Il Presidente del Comitato provinciale Arcigay Makwan di Messina, Rosario Duca, con una nota al Prefetto di Messina, chiede l’attuazione della legge 72/2025.
In occasione dei referendum abrogativi dell’8 e 9 giugno 2025, il Comitato provinciale Arcigay Makwan Messina intende sottoporre all’attenzione del Prefetto di Messina la questione di genere prevista nella legge 72/2025. Nella suddetta legge, all’art. 5 al primo comma, vengono soppresse le parole “distinte per uomini e donne” rivolta alla composizione degli elenchi elettorali utilizzati per le elezioni, cosa che viene soppressa in tutti i posti della legge precedente in cui ricorrono (art. 8 primo comma della stessa legge).

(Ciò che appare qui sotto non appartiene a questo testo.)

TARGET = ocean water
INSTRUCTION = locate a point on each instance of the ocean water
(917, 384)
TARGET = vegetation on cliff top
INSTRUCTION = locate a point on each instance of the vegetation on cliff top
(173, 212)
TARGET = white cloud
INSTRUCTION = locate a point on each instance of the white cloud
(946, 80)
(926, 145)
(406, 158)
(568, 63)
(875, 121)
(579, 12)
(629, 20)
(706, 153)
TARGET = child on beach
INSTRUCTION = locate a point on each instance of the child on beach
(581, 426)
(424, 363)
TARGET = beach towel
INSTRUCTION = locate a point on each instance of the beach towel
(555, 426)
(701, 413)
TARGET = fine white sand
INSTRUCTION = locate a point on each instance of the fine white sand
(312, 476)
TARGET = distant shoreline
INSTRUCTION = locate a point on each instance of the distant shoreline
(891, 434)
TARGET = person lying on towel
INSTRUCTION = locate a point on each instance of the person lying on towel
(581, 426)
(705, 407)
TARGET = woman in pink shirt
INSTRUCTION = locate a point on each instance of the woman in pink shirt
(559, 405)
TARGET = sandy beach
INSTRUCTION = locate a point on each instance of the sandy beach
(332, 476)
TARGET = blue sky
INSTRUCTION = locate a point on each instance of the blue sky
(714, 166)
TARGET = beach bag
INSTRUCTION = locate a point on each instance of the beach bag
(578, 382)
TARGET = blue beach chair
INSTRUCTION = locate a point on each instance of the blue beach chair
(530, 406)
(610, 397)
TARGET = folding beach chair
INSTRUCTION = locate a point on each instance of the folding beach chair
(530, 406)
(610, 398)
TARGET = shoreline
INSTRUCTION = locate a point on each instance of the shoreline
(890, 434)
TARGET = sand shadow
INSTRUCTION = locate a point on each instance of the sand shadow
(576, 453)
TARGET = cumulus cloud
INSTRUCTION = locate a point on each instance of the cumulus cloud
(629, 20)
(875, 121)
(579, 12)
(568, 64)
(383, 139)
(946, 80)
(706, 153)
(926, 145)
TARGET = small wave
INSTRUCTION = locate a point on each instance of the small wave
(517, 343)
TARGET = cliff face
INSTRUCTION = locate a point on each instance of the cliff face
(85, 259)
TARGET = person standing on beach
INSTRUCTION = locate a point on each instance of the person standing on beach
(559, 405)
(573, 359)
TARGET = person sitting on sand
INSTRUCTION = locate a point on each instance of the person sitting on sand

L’Arcigay Makwan di Messina intende quindi sottoporre all’attenzione del Prefetto, “una questione di rilevante importanza”, la sensibilizzazione dei Presidenti di seggio, che vengono diretti dalla Prefettura e gli uffici elettorali locali “affinché venga evitata l’arbitraria suddivisione per sesso nelle liste o nei banchi durante le giornate referendarie”.
Inoltre, per garantire l’apllicazione di tale norma, viene richiesta “l’emanazione di una circolare a tutti i Comuni” da parte della Prefettura di Messina, “affinchè rispettino il dettame della Legge” 72/2025.

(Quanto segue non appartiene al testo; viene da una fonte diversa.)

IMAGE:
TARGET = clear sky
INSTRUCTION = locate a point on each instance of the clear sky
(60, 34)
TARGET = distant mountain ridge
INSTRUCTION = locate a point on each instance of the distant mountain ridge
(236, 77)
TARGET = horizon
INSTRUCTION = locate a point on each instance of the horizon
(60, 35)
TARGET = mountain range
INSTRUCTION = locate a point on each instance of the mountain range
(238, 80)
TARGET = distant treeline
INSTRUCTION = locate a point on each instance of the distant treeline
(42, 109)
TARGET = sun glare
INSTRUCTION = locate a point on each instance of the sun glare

A quanto spiega il Comitato Provinciale di Arcigay Makwan Messina, presieduta da Rosario Duca “Questa suddivisione può infatti generare situazioni di disagio per le persone transgender, nello specifico per coloro che non hanno ancora potuto ottenere la rettifica anagrafica dei propri documenti di identità, e comporta violazioni della riservatezza, con gravi conseguenze per la dignità e la sicurezza delle persone coinvolte. La legge 72/2025 rappresenta – conclude Duca – invece un grande passo avanti per rispetto dell’identità, dell’autodeterminazione e dell’uguaglianza di tutte le persone”.